Future Primitive and Other Essays
- Author: John Zerzan
- Subject: Anarcho-primitivism
- Genre: Anthropology, political economy
- Publisher: Autonomedia, Anarchy: a Journal of Desire Armed
- Publication date: December 1, 1994
- Publication place: United States
- Media type: Paperback
- Pages: 192 pages
- ISBN: 1-57027-000-7
- OCLC: 30630861
- Preceded by: Elements of Refusal
- Followed by: Running on Emptiness

= Future Primitive and Other Essays =

Book by John Zerzan

Future Primitive and Other Essays is a collection of essays by anarcho-primitivist philosopher John Zerzan published by Autonomedia in 1994. The book became the subject of increasing interest after Zerzan and his beliefs rose to fame in the aftermath of the trial of fellow thinker Theodore Kaczynski and the 1999 anti-WTO protests in Seattle. It was republished in 1996 by Semiotext(e), and has since been translated into French (1998), Turkish (2000), Spanish (2001), and Catalan (2002). As is the case with Zerzan's previous collection of essays, Elements of Refusal, Future Primitive is regarded by Anarcho-Primitivists and technophobes as an underground classic.

==Thesis==
Future Primitive is an unequivocal assertion of the superiority of the hunter-gatherer lifestyle. Zerzan rejects the thesis that time and technology are neutral scientific realities, arguing instead that they are carefully constructed means of enslaving people. He cites as examples the computer and the Internet, which he maintains have an atomizing effect on society, creating novel divisions of labour, demanding ever increasing efficiency and portions of leisure time.

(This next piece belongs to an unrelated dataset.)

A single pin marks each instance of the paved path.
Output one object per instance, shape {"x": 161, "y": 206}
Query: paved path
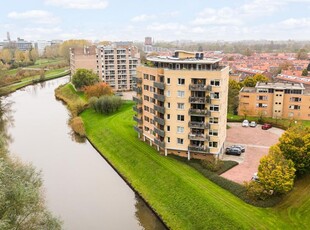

Life prior to domestication and agriculture, Zerzan argues, was predominantly one of "leisure, intimacy with nature, sensual wisdom, sexual equality and health". In the Paleolithic era, as The Wall Street Journal summarized Zerzan's thesis, "people roamed free, lived off the land and knew little or nothing of private property, government, money, war, even sexism. In the wild, the shackles of civilization weren't necessary, as people were instinctively munificent and kind, the primitivist argument goes."